| Failure is not an option - if your system keeps on running...
|
|
13 Jan 05 |
|
It is nice to have Linux servers run for months on end. What is not so
nice, is that your system administration skills and policies have to match
that…
I had moved willemvandenende.com over to a new high-bandwidth server
outside my house, all was well, except there was a strange idiosyncracy,
when starting the web-server, it complained it couldn’t find a script
with a strange name (net.defaultroute~ - I couldn’t figure out what
the tilde was doing). Oh, what the … I thought, I’ll figure it
out when I have some time, the system doesn’t seem to be running any
worse…
Until the folks operating the (virtual) server boxes decided to install a
kernel patch (there was a security whole in the Linux kernel - very rare).
They were nice enough to send us and advance warning that they were going
to reboot our machine. I thought, well, not much can go wrong.

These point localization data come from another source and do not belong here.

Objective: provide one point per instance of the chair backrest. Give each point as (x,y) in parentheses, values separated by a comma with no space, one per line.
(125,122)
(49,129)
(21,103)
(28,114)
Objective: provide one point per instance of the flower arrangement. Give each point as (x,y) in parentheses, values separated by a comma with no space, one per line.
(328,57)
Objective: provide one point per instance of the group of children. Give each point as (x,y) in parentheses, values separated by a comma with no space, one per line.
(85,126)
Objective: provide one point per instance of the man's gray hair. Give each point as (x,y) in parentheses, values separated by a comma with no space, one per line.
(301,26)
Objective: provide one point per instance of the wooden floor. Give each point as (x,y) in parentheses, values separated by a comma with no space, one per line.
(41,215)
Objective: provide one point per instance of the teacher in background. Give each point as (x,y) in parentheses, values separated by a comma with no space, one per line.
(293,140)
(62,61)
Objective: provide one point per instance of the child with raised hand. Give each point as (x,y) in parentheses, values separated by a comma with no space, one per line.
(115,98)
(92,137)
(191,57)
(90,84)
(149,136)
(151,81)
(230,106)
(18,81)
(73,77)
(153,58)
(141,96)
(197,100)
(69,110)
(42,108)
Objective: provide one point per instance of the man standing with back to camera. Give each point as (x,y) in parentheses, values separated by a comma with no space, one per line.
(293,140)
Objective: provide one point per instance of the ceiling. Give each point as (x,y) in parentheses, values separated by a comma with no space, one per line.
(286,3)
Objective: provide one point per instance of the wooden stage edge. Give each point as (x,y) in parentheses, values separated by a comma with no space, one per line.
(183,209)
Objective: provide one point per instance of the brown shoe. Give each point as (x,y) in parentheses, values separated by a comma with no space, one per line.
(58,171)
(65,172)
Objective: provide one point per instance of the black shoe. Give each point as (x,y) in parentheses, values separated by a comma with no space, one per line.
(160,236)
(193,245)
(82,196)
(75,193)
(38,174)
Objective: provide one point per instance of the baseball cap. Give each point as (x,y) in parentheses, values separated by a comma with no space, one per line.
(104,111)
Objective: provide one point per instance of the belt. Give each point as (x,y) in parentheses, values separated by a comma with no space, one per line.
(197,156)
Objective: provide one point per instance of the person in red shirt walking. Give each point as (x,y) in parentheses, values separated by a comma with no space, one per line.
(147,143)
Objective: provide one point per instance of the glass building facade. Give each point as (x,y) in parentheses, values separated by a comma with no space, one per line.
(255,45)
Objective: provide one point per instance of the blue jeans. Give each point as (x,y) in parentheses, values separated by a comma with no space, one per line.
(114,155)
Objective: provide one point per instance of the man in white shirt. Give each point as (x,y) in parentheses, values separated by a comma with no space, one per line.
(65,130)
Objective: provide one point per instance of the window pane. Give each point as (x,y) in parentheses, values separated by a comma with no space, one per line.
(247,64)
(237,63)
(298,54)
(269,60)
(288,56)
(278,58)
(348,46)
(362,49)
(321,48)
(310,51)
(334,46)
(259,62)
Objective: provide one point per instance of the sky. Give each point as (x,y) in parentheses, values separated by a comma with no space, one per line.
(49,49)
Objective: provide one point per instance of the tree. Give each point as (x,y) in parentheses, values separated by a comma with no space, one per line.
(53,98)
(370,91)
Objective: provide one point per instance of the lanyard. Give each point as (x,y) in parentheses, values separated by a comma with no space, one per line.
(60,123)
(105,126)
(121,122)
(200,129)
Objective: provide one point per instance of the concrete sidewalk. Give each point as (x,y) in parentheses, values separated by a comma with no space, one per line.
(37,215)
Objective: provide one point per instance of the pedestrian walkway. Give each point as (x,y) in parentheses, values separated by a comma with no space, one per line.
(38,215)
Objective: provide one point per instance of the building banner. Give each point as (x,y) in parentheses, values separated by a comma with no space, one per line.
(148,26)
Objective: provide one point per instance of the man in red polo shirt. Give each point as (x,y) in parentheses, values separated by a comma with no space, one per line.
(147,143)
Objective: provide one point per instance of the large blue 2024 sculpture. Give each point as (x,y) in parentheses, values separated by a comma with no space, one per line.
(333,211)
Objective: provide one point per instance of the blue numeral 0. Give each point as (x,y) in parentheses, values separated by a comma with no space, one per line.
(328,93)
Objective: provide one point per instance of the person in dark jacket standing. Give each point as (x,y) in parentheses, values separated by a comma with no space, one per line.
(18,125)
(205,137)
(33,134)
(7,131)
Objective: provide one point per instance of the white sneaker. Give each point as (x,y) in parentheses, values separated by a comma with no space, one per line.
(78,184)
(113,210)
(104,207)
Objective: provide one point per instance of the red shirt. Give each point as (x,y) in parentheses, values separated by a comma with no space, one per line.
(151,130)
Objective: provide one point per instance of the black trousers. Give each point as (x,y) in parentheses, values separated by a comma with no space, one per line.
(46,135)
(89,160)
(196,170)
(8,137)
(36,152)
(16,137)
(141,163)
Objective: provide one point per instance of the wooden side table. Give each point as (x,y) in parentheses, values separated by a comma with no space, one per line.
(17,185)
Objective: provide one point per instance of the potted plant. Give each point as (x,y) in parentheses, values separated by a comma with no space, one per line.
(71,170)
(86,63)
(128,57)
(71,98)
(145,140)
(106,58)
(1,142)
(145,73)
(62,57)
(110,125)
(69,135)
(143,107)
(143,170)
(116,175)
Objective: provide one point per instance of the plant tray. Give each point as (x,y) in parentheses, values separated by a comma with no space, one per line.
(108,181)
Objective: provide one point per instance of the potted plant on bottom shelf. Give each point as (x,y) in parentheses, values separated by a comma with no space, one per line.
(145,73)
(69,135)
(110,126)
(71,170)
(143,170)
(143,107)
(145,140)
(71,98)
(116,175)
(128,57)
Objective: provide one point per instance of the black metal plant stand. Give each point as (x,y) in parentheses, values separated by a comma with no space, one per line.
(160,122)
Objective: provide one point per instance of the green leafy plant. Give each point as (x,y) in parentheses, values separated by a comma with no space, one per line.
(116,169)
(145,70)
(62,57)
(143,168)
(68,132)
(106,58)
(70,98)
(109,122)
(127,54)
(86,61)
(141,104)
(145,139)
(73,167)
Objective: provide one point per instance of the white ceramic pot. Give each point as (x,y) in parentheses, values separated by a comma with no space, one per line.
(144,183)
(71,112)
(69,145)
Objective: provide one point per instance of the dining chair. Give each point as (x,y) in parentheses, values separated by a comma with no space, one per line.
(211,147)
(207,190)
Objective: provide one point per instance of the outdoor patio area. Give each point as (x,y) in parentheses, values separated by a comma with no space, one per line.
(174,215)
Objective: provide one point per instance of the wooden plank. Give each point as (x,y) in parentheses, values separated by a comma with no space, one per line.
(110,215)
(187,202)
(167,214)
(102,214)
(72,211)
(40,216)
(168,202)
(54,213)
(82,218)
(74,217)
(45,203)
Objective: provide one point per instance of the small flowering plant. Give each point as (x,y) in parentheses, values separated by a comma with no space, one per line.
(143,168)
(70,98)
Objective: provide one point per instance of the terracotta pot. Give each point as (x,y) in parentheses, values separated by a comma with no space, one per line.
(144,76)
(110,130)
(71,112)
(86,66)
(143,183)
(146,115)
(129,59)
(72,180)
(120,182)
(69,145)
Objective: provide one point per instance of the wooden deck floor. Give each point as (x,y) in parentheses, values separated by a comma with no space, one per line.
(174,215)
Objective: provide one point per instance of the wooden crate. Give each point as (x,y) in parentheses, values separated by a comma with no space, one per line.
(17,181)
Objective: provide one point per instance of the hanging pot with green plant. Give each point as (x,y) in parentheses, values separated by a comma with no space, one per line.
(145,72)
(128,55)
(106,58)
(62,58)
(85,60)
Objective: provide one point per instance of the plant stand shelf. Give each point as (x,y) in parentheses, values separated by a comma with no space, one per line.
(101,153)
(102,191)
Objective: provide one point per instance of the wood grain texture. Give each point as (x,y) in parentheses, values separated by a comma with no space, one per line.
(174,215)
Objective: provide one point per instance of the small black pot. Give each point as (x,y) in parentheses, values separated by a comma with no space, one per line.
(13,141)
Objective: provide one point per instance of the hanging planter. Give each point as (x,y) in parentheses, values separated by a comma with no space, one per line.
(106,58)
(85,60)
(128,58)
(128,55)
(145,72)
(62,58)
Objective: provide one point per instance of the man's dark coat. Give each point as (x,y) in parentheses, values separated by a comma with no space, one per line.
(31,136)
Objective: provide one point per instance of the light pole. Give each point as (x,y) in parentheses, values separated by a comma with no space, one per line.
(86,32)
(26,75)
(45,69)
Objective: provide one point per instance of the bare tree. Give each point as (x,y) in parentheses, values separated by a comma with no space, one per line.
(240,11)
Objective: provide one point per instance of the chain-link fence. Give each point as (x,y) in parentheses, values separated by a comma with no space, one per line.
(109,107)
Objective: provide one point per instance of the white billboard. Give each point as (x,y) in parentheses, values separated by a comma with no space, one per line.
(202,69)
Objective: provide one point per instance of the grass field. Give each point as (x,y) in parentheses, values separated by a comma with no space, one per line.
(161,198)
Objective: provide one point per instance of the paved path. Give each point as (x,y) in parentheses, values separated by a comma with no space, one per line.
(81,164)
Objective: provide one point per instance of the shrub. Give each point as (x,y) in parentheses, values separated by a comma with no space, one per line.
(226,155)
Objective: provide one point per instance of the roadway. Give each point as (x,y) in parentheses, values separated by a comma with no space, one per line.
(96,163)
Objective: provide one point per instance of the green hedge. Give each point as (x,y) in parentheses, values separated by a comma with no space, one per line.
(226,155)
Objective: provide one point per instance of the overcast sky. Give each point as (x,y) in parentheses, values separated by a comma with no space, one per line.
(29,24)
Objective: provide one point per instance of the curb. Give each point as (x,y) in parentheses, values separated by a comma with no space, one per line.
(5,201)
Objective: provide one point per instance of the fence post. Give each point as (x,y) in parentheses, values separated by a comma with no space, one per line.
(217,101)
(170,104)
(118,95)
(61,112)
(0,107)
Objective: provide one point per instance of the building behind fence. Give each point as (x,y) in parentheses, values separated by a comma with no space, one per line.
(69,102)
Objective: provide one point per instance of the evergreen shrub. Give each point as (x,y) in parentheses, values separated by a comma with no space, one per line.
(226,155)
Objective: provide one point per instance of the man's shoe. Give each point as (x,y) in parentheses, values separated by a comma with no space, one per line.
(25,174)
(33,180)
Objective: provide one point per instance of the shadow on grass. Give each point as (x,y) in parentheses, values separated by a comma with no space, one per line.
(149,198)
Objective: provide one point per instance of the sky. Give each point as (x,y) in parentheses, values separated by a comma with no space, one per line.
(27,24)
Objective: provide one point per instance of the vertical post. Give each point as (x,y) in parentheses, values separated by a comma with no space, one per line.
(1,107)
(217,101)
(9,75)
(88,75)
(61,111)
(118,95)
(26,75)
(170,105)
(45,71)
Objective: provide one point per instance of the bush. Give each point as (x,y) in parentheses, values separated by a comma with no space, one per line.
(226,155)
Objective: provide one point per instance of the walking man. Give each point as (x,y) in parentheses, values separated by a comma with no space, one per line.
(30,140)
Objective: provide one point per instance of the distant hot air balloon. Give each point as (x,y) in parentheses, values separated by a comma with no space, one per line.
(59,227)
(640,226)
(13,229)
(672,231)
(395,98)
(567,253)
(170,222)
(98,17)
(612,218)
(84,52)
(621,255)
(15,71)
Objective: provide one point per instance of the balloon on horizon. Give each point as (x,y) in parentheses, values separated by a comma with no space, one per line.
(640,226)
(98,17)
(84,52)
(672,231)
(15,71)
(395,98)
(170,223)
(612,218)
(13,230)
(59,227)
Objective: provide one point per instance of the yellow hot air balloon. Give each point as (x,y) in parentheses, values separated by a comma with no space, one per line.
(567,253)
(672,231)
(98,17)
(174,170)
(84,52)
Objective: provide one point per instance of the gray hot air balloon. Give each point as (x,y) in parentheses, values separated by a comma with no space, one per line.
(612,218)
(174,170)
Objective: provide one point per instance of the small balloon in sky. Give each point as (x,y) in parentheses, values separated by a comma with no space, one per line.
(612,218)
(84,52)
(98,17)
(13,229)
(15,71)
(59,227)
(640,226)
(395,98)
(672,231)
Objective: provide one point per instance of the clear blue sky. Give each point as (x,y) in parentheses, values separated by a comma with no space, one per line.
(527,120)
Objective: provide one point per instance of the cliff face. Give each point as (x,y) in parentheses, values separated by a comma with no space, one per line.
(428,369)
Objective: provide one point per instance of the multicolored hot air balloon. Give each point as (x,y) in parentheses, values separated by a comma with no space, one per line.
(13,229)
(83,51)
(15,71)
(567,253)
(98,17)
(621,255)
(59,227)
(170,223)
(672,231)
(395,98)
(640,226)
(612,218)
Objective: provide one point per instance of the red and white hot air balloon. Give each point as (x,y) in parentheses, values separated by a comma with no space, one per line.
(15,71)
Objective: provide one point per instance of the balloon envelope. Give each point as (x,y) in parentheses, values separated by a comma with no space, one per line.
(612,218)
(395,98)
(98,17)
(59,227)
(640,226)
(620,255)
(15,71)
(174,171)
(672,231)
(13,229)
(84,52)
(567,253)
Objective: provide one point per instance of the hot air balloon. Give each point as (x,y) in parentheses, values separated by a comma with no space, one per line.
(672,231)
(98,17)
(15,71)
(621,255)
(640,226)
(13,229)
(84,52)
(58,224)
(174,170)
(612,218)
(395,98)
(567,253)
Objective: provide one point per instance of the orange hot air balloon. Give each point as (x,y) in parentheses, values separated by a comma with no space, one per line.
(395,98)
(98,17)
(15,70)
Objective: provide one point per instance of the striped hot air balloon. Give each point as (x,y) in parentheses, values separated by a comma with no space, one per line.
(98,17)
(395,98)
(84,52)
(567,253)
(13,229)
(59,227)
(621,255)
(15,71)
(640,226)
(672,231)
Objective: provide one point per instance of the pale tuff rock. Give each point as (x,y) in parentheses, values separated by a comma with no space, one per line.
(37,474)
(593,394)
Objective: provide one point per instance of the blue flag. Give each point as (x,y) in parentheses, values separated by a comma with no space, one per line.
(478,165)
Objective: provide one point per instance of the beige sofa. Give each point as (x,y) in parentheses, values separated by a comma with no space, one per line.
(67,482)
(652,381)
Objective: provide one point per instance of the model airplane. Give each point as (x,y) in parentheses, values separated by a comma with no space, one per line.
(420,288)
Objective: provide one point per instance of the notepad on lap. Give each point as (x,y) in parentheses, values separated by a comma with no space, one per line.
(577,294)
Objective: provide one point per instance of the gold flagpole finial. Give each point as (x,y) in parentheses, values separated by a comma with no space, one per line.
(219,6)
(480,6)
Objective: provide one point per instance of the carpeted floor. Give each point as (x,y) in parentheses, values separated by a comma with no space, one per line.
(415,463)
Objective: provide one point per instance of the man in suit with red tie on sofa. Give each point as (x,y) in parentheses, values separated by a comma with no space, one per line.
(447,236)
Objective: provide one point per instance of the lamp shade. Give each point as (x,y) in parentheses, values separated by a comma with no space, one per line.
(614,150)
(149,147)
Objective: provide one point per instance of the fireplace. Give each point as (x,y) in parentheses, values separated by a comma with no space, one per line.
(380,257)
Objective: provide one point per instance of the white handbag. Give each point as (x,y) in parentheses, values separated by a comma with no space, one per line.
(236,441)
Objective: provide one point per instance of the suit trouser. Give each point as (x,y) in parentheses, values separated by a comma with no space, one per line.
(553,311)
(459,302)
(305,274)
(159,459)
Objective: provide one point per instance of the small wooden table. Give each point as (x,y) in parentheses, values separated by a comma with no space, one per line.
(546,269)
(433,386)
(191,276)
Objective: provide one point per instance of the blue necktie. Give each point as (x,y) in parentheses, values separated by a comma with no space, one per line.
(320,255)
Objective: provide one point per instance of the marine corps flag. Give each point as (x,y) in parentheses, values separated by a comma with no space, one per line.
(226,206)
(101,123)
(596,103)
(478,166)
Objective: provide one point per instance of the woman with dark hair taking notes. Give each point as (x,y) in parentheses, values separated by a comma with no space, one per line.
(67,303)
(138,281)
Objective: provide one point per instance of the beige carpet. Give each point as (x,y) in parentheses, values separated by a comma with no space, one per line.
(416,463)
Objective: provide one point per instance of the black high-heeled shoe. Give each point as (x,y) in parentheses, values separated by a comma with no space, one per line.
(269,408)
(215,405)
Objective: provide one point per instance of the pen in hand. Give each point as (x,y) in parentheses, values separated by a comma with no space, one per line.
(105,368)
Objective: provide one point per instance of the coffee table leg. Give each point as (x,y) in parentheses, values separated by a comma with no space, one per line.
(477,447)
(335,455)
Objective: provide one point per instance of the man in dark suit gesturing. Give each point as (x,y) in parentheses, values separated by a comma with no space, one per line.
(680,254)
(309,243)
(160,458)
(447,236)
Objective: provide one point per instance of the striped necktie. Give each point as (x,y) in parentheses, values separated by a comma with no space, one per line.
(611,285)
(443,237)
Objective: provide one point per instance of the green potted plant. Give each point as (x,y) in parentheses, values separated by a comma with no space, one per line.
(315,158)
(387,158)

I was, of course, wrong! When rebooting the machine, it started to look for
the net.defaultroute~ (notice the tilde), and it couldn’t find it (of
course not). Now the machine couldn’t give itself a name, and was
hence unreachable.
As Murphy would have it, this happens in the busiest week of the year. And
I still don’t know how to solve the defaultroute~ thingy, so it
remains down. After a few days, I finally realized, that I have a backup
server (the one in my attic that runs all the other domains) and that I
could simply point www.willemvandenende.com to
that…
Then of course, when I woke up this morning… no network… the
ADSL modem had given up (this happens about once a year).
Lessons learned:
- Most of my system administration troubles happen in late November and
throughout December (the whole thing seems to have an MTBF (Mean Time
Between Failure) of about a year, and then everything comes at once. The
rest of the year it is just simple power failures and such.
- Having known flaws in your system administration, even if they are minor is
not an option, just as with XP style programming: it works best when there
are no known defects.
- (again) test rebooting your server, and see if all services come up again.
|